Dalla penisola iberica è arrivata una linea simile: il ministro spagnolo Luis Planas ha rimarcato che “si tratta di una politica europea e come tale va finanziata dall’Ue”. In Francia, la ministra Annie Genevard ha definito i numeri prospettati “non coerenti con l’impegno a tutelare la politica agricola”. Preoccupazioni affini si registrano in Austria e in Germania, dove si teme un indebolimento della dimensione comune della Pac.
In Italia non sono mancate le repliche politiche. Il capodelegazione PD al Parlamento europeo Nicola Zingaretti ha osservato: “Piccolo particolare: sono al governo e hanno indicato il commissario. Le ipotesi a questo punto sono due, o sono complici o non contano niente”.
La difesa della Commissione
Da Bruxelles la replica è netta: l’esecutivo insiste sul fatto che la riforma punta a una maggiore efficacia e a una migliore focalizzazione delle risorse, ricordando che i negoziati sono solo all’inizio e che il testo potrà cambiare lungo il percorso legislativo. Il commissario all’Agricoltura Christophe Hansen ha richiamato i tempi lunghi del processo: “È una maratona, non uno sprint”, rivendicando che il pacchetto è tra le opzioni più favorevoli oggi sul tavolo per sostenere il comparto.
Gli impatti per l’Italia
Dotazione minima. Per l’Italia si prospetta una dote di almeno 31 miliardi nell’arco di sette anni, integrabile con risorse nazionali. La riduzione complessiva, tuttavia, rischia di comprimere i sostegni al reddito e gli investimenti.
Filiera ittica. Il ridimensionamento dei fondi per la pesca — dagli attuali livelli complessivi di riferimento a una soglia minima europea inferiore — solleva timori nelle marinerie per la tenuta economica e l’accesso agli strumenti di modernizzazione e transizione.
Pressione sui bilanci nazionali. L’idea di colmare con fondi statali la differenza rispetto al quadro attuale sposta parte dell’onere sui conti pubblici, con rischi di frammentazione e di competizione fiscale tra Paesi.

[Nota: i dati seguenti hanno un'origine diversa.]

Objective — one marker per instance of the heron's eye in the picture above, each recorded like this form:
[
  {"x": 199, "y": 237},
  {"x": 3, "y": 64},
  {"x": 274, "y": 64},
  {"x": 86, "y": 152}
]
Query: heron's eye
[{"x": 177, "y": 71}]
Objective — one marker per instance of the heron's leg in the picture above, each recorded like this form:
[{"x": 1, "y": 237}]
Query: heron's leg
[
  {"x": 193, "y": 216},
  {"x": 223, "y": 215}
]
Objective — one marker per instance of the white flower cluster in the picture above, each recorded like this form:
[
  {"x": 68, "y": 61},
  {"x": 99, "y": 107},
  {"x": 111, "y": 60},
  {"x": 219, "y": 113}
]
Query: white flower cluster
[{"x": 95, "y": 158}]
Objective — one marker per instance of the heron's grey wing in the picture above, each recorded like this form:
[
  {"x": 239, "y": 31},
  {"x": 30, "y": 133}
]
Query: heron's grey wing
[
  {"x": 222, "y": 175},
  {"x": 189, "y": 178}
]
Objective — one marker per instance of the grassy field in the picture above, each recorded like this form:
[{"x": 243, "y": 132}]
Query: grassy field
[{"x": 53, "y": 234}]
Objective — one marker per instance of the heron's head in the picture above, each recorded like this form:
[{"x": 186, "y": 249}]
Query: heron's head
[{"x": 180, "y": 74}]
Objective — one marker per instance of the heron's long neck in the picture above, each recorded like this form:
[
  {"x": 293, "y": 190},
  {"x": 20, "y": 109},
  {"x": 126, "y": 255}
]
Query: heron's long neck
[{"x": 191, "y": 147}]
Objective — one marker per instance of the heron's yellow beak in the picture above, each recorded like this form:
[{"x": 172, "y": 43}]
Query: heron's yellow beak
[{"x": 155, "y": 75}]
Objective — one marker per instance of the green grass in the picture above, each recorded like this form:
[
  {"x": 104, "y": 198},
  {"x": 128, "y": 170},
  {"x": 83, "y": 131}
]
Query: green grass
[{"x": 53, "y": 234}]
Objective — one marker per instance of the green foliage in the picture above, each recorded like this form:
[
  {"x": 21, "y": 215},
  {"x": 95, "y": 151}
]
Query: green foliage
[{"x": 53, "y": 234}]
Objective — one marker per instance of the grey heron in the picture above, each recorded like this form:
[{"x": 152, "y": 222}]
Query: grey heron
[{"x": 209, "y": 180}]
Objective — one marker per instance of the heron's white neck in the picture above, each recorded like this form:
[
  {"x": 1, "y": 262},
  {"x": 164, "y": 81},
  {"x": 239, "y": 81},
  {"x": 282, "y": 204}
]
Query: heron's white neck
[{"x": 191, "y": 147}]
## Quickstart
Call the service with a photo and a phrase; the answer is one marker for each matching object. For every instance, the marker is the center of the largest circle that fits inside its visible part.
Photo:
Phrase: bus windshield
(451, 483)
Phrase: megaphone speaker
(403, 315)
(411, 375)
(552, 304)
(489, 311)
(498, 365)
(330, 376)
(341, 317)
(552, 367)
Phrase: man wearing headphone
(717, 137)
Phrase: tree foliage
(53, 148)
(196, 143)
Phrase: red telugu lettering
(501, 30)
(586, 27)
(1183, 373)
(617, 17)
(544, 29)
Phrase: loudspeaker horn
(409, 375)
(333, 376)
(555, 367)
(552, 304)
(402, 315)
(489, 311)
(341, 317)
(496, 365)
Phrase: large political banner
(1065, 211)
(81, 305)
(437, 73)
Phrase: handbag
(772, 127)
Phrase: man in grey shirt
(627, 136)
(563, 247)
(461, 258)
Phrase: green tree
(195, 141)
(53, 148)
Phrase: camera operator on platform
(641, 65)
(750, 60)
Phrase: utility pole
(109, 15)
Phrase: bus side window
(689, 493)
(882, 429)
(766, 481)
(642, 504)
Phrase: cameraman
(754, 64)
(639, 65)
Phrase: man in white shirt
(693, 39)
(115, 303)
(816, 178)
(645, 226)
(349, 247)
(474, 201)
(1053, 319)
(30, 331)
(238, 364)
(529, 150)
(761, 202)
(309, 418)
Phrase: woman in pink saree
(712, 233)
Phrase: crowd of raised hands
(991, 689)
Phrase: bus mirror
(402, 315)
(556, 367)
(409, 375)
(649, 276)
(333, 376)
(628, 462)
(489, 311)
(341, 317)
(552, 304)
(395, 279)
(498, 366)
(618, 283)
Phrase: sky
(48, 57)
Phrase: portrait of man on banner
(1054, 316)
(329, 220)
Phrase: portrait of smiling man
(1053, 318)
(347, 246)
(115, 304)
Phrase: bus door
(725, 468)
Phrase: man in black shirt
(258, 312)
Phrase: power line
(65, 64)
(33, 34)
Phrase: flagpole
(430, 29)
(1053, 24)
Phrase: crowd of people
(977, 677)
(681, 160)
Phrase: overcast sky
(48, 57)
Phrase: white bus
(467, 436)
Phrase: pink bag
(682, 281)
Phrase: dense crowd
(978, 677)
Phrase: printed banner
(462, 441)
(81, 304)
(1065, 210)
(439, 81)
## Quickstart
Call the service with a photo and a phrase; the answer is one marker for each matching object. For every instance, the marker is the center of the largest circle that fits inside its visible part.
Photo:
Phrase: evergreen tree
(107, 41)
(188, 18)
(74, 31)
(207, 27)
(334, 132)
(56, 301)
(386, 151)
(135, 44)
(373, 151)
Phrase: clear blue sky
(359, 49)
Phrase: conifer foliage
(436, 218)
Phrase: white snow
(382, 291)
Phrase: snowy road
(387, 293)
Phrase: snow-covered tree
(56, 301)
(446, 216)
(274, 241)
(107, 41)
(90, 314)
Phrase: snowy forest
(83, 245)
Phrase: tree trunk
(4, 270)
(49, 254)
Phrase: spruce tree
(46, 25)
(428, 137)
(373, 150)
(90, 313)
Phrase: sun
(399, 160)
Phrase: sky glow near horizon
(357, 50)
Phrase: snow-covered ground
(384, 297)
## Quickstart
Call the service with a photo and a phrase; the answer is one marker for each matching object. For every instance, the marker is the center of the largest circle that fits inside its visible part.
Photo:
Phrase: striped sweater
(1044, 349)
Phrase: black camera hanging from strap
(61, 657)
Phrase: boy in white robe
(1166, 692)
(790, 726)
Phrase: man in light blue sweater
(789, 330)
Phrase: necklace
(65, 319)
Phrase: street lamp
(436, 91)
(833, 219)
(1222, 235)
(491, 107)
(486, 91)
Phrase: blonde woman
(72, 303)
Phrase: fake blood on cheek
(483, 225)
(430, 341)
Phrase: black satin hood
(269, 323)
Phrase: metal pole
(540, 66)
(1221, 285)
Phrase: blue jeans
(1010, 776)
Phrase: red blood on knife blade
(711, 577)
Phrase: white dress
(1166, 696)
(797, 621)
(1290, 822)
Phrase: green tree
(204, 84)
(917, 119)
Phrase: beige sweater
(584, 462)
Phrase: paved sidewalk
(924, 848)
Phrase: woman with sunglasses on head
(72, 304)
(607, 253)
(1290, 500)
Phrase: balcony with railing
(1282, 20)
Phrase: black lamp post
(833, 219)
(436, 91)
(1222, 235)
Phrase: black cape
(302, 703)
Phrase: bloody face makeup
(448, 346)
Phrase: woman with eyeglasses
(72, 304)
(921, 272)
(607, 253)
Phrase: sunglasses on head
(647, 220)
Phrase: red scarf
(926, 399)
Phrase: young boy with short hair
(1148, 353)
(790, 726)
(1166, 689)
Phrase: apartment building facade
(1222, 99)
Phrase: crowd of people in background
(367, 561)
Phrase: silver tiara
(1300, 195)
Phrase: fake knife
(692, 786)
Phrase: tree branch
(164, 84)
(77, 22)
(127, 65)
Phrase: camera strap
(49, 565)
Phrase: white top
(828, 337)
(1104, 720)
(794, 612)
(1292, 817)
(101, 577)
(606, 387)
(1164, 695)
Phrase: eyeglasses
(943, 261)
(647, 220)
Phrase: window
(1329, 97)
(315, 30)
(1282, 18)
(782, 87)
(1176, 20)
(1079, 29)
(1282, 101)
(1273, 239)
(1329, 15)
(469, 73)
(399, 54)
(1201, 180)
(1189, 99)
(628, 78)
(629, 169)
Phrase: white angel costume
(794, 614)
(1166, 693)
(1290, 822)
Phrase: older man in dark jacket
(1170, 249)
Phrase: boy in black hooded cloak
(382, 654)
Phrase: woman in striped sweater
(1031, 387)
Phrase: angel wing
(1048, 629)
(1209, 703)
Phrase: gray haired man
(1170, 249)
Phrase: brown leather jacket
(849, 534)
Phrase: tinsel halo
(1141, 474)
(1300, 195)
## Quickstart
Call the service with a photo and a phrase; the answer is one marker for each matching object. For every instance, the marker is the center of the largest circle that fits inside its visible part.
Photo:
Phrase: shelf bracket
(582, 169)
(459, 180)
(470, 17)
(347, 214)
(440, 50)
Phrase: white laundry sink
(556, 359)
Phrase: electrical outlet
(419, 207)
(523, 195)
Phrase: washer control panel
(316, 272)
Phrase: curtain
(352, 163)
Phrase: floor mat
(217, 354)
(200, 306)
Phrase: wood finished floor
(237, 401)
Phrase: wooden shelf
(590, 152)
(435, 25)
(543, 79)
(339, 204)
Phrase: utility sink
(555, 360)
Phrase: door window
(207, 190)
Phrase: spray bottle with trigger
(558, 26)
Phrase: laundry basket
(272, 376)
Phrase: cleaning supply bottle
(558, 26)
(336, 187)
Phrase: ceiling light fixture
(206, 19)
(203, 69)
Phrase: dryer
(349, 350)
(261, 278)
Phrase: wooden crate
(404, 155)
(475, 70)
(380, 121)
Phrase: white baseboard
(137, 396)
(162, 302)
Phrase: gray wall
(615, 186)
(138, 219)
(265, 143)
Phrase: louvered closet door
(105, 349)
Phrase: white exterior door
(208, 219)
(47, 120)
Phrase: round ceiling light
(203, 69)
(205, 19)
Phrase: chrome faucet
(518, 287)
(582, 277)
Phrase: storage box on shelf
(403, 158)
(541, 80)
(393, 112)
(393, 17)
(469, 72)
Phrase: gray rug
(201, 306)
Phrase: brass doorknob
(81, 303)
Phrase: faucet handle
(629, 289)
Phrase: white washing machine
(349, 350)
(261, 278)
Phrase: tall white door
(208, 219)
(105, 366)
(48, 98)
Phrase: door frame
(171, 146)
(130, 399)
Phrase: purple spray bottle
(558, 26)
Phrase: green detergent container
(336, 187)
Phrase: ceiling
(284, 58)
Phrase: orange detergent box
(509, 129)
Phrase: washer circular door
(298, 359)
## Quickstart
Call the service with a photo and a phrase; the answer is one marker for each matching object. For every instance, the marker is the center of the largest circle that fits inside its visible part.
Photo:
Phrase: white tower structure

Sovranità alimentare e mercato unico. Meno risorse comuni e più cofinanziamento nazionale possono ampliare le divergenze, incidendo sulla resilienza delle filiere, sul ricambio generazionale e sugli investimenti in innovazione e transizione climatica.
Cosa aspettarsi dai negoziati
Non siamo a un punto di non ritorno. Il Quadro finanziario pluriennale dovrà passare attraverso il vaglio del Consiglio e del Parlamento europeo. La posta in gioco non è solo la dimensione del sostegno, ma la sua architettura: quanto resterà davvero “comune” e quanto verrà demandato agli Stati? Per l’Italia sarà decisivo un lavoro diplomatico capillare, con la richiesta di tutele minime su pagamenti diretti, gestione del rischio e investimenti a lungo termine, evitando che la riforma si traduca in tagli lineari e in nuovi squilibri competitivi.